The winds are gone from circle power’s sails. On July 30th EGLE rejected the company’s proposal to build 12 wind turbines in the Stanton and Adams township area. Hugh Mcdiarmid of EGLE says that the threat to bats and raptors is too great to approve the Scotia wind farm at this time. Due to the severe loss in population to the Northern Long Eared Bat, as a result of White Nose Syndrome, nearly 90% of the bat’s population has been lost since 2014. The species wouldn’t be the only one affected, but the species is the most notable because of their status on the federal protection list.
The initial rejection of the project came as a surprise to Chris Moore and his associates. Moore says that they had begun the process of working on concessions with the us fish and wildlife service when EGLE’s rejection letter came. The company submitted paperwork approximately three weeks ago to work with the U.S. Fish and Wildlife Service on determining what concession would need to be made for the project to gain approval. EGLE’s final decision was influenced by multiple letters from EPA officials, the U.S. Fish and Wildlife Service stating the wind farm “may be in conflict with important wildlife uses at the site.” The Fish and Wildlife service also noted that because of the proposed location, turbines may be in the position to kill migratory raptors, such as eagles.

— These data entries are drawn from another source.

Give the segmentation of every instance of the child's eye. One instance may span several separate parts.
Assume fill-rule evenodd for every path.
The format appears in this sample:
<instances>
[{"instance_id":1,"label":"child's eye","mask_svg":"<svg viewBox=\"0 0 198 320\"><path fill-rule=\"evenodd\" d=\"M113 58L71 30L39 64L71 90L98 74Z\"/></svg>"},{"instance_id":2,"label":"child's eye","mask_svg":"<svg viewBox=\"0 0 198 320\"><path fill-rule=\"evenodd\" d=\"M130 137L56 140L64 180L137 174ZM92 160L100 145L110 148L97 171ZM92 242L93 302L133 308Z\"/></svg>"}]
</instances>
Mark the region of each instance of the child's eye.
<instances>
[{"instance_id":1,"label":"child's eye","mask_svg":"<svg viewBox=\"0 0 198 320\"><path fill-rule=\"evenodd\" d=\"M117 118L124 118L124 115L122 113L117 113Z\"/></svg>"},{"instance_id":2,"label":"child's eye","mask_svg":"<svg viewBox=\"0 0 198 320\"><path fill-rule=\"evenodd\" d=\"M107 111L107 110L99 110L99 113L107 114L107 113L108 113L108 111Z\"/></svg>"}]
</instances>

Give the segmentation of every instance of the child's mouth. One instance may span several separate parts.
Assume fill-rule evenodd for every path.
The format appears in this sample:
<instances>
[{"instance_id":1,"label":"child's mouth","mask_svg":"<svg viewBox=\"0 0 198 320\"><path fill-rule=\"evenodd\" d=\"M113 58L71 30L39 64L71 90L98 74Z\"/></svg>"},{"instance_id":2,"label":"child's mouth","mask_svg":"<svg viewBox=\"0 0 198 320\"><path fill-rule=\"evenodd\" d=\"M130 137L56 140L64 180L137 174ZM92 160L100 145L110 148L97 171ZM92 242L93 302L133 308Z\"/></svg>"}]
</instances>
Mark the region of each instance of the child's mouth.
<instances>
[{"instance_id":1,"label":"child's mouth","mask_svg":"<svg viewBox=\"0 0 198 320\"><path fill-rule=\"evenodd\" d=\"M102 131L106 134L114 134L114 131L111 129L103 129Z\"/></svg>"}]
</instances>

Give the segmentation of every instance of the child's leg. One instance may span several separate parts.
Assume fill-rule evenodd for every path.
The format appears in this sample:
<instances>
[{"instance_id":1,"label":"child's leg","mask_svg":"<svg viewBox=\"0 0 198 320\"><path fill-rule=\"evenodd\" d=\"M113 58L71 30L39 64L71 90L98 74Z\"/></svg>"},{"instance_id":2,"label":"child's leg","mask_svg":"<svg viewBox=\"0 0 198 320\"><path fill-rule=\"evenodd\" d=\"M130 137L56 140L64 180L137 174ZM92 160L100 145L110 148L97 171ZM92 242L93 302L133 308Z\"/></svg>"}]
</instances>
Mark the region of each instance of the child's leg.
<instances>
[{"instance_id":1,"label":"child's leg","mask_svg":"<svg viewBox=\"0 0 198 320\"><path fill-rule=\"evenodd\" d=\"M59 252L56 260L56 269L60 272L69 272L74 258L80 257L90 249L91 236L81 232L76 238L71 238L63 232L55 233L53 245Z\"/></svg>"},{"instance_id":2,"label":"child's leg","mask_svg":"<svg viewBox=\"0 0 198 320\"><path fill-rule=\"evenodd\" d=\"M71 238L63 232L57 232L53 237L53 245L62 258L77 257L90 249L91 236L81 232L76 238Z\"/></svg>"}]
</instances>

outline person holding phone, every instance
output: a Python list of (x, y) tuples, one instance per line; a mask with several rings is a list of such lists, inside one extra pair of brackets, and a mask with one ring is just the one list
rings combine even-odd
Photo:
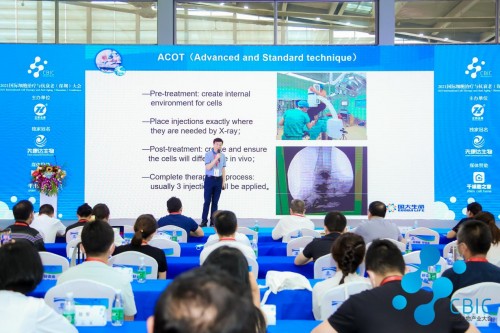
[(208, 223), (208, 209), (210, 207), (210, 226), (213, 226), (212, 214), (218, 210), (221, 191), (226, 185), (226, 156), (221, 152), (224, 141), (215, 138), (213, 149), (205, 154), (205, 183), (204, 203), (201, 214), (201, 227)]

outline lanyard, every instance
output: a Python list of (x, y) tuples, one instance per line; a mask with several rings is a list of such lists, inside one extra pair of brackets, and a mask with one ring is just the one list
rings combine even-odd
[(99, 262), (102, 262), (103, 264), (107, 265), (106, 262), (104, 262), (104, 260), (102, 259), (99, 259), (99, 258), (87, 258), (85, 261), (99, 261)]
[(300, 216), (300, 217), (304, 217), (304, 214), (292, 214), (293, 216)]
[(236, 241), (236, 238), (222, 237), (222, 238), (219, 238), (219, 242), (220, 241)]
[(16, 221), (16, 223), (14, 223), (14, 225), (20, 225), (20, 226), (23, 226), (23, 227), (29, 227), (29, 224), (26, 223), (26, 222), (21, 222), (21, 221)]
[(488, 260), (486, 258), (469, 258), (468, 260), (466, 260), (465, 262), (488, 262)]
[(401, 281), (403, 277), (401, 275), (393, 275), (393, 276), (388, 276), (385, 279), (380, 282), (380, 286), (383, 286), (384, 284), (388, 282), (393, 282), (393, 281)]

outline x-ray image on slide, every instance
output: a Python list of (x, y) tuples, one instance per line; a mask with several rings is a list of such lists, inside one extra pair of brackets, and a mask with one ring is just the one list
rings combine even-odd
[(366, 73), (277, 73), (278, 140), (366, 140)]
[(366, 215), (366, 147), (277, 147), (276, 214), (301, 199), (306, 214)]

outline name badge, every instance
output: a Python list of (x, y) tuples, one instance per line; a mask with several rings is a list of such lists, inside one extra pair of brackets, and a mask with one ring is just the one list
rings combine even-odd
[(214, 168), (214, 177), (220, 177), (220, 171), (217, 167)]

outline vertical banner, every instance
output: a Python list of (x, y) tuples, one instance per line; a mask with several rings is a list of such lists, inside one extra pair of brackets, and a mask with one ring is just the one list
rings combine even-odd
[(456, 216), (500, 202), (500, 65), (495, 45), (440, 46), (435, 52), (435, 191)]
[(0, 218), (29, 199), (38, 210), (40, 195), (30, 184), (40, 164), (57, 164), (67, 173), (58, 196), (58, 216), (75, 218), (83, 201), (85, 86), (83, 47), (0, 45), (2, 190)]

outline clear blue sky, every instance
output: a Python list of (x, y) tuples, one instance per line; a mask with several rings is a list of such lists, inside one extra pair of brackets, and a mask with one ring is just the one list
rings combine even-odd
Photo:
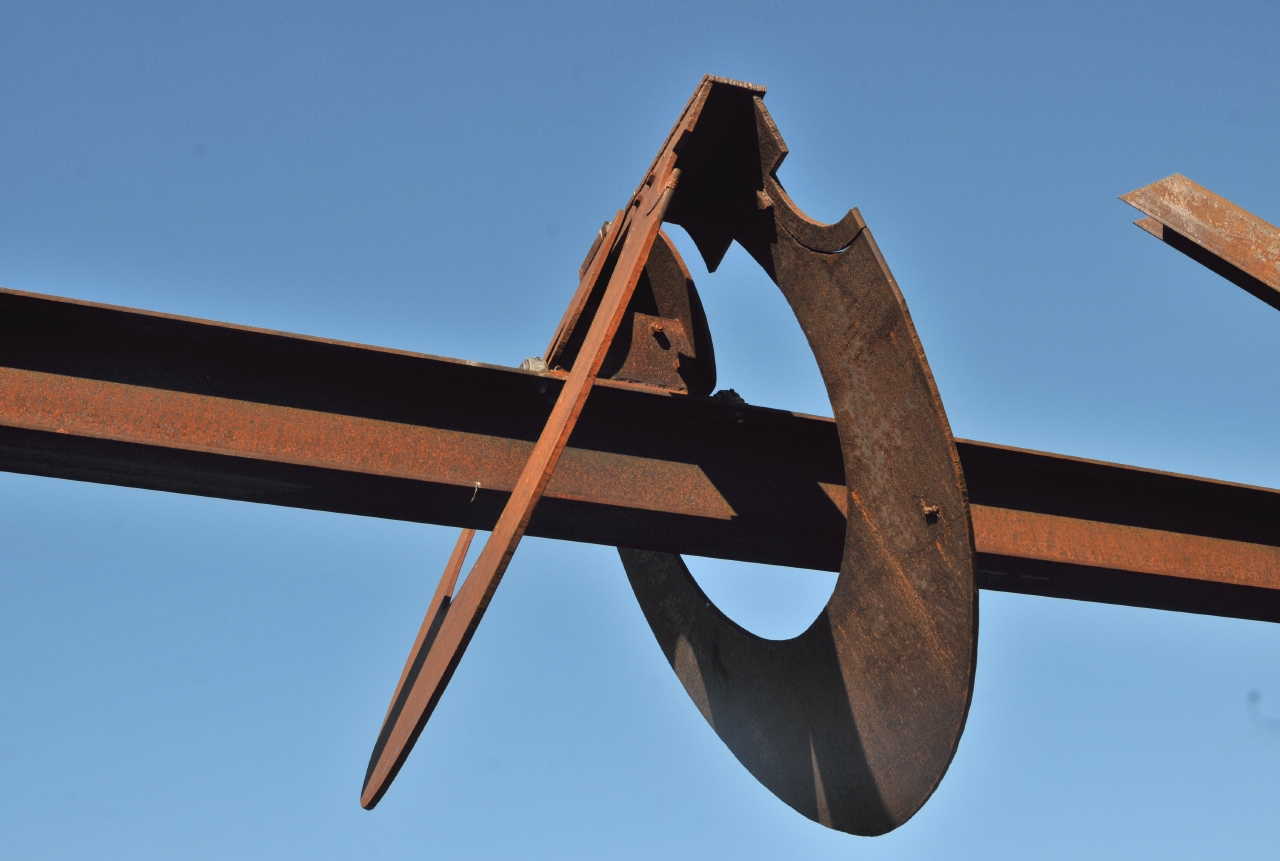
[[(1277, 487), (1280, 313), (1116, 196), (1176, 171), (1280, 222), (1278, 36), (1261, 3), (0, 2), (0, 284), (514, 365), (711, 72), (769, 86), (802, 207), (861, 209), (958, 435)], [(754, 264), (686, 258), (721, 384), (828, 413)], [(0, 474), (0, 855), (1278, 851), (1280, 626), (984, 593), (950, 773), (859, 839), (720, 744), (612, 549), (539, 540), (366, 812), (453, 538)], [(833, 582), (694, 566), (774, 635)]]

Circle power plans to continue their fight to build wind turbines in the Keweenaw peninsula. For now the company will need to go back to the drawing board and determine what concessions they can make that could potentially allow the project to be approved. EGLE is in favor of renewable energy being developed in the upper peninsula, but will look to only approve projects that benefit the community and cause little to no impact on our environment.